Con matices, eso sí: “El libro de Carla está buenísimo, pero depende de la connotación que cada quien le ponga a ese adjetivo”.

¿Por ejemplo? “Para mí, algo romántico en un sentido positivo es que me encantan los bombones; y si un varón me regala una caja, me encanta; y para vos puede significar un gesto romántico clásico”. Por lo tanto, “ese romanticismo es un gesto de gentileza, de amabilidad, de galantería que para mí queda perfecto”.

Viene, ahora, la objeción. La deconstrucción. “Cuando decimos que hay que deconstruir el amor romántico yo lo pongo en términos clásicos, para que se entienda. Y es que nos enseñaron a amar con la Bella Durmiente, que se duerme y recién despierta cuando viene el beso del príncipe”.

Lo que destila ese cuento de hadas, versionado, entre otros, por Perrault y los hermanos Grimm es el “estar dormidas, ser sujetas pasivas y que, recién, frente al deseo y a la acción de los varones, nos despertábamos”.

La rebelión, en palabras de Peker: “Hoy cambiamos esa idea por otra donde ya no somos objeto de deseo solamente sino sujetas de deseo. No somos la Bella Durmiente, somos la Bella Deseante”.

Completa el concepto apelando a otra colega, la joven Candela Yatche: “También la idea de belleza, como hace Candela, la deconstruimos para estar gozosas de nuestros cuerpos más allá de los espejos sociales. Digamos, hay que deconstruir la formas en que nos presentaban el amor, que era para sedarnos o para dormirnos, así podemos disfrutar una vida activa y no dormida. Deconstruimos los mandatos que nos dijeron esas cosas para llevarnos a situaciones de sometimiento, de opresión, de perder tiempo, dinero, integridad, salud y goce”.

La deconstrucción del amor es un asunto que aborda seguidamente con Darío Sztajnszrajber. “Deconstruimos el amor tal como nos lo enseñaron para construir un amor mejor”.

Golosa, picante, deseante

Luciana Peker, superando cualquier condicionamiento social, ha hecho de sí misma un personaje icónico. Disruptivo.

Se yergue frente a los hombres en toda su estatura, fomenta la realización del deseo en voz alta, se banca el talle XL, el comer bombones, el interpretar una cumbia picante.

¿Es realmente así? ¿Cómo es, en definitiva, Luciana Peker? “Golosa, absolutamente”, define.

¿Golosa? ¿Cuánto? Ríe: “¡En Mar del Plata me vuelvo loca con los churros con dulce de leche y en Mendoza he comido unos copitos!... He hecho un picnic con Ana Negri, una periodista que quiero mucho de tu provincia. Si hay algo tentador de Mendoza es su gastronomía y eso está primero en el erotismo”.

No solo eso. No se trata solo de comer. “En fin, para mí ser golosa, como figura en el libro, es una forma de vivir: disfrutar más allá de cómo te miran los demás y no perder el placer propio”.

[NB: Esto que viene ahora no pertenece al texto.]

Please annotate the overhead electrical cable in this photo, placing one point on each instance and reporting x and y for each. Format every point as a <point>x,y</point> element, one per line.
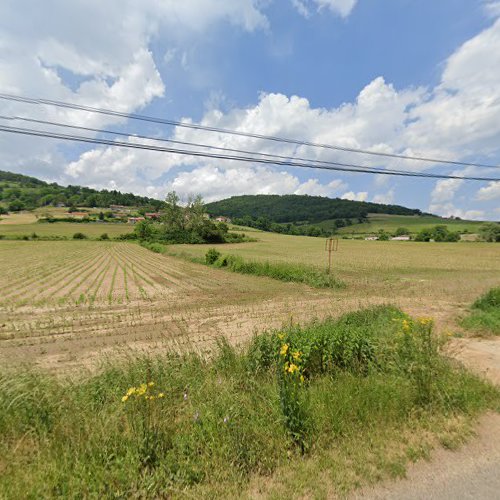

¿Y es picante, como anuncia la cumbia? “Sí, me siento picante, porque no me quedo callada, porque voy para adelante como dice la canción; porque si hay que subirle la pimienta, la subo como periodista, porque este oficio es mi vida y amo escribir; y por eso amo la posibilidad de los libros”.

El autorretrato se cierra en un círculo perfecto: “Me defino muy fuertemente como madre porque la maternidad, en mi caso, es una elección, un deseo y un enorme disfrute. Me defino también como alguien que apuesta al amor, políticamente, colectivamente; pero también desde lo íntimo como alguien que quiere construir desde la amorosidad”.